Recipe for Hamburger Casserole:

1-2 pounds cooked lean ground beef
2/3 can stewed Italian style tomatoes, drained
green pepper
2 cups 2% mozzerella cheese
sprinkle parmesean cheese

Layer ground beef, tomatoes and vegetables in bottom of glass baking dish (a pie plate also works well). Cover with cheeses. Bake for 30 minutes or until cheese is slightly golden. Serves 4 (or two with leftovers for lunches!)

Yes, we ate at the coffee table. We were in the middle of a heated Yahtzee! tournament and wanted to eat and play.

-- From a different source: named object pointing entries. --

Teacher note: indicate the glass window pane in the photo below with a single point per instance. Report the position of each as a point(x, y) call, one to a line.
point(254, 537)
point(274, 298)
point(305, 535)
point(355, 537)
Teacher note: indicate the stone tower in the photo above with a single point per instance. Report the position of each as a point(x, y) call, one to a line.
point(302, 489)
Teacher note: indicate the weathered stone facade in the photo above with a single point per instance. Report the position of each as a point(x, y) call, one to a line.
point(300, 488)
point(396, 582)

Suffice it to say, the meal was DELISH!, the cook was praised, the tourny was a success and another fun Monday night was had at the EJ household! Boy, am I going to miss this kid this summer!

Saturday, June 02, 2007

Mother Nature Says So

This is really for Newly:

I was enjoying my deck this morning (read that: emptying all the saucers full of rain water from the storms last night, trying not to douse my downstairs neighbor) and I noticed a pair of robins who came to visit me. It's rare that robins come to the deck (they are ground feeders - not so many worms up on the second floor) but here they were all full of cheer and song.

As I watched, the Mrs. would have a few words with the Mister and off he would fly. Pretty soon he would return and stuff a little morsel of something down her throat and IMMEDIATELY she would start chattering at him. He would fly up to perch on one of my hanging rods, wipe his beak and fly off again. Repeat.

It didn't take me long to translate the conversation and I wanted to make sure you (and all other pregnant women out there) realize what she was saying.

"Worms?! The best you can do is WORMS?! I'm not in the mood for worms! They make me nauseous. Did you forget abou that nearly puking thing I did when we flew to the birch tree yesterday? You know I need crickets! And what is this tiny little bite thing? I'm eating for five for crying out loud! It's not like I can just fly all around in my condition and find myself some crickets! The least you can do is bring me a little something to eat. After all, it is your fault that I'm even IN this condition to begin with!"

So, Newly, the next time you crave something (like Thousand Island dressing?!) do not feel guilty for sending the Mister out to fetch it for you.

Mother Nature says it's okay.

Update: It took my dear friend Stacy to tell me this isn't a Mrs. Robin but a fledgling (apparently the spots should have given it away). Shows how much I know about birds, huh? So really Dad (or Mom) was getting chewed out by the kid. Yeah, that sounds about right, too.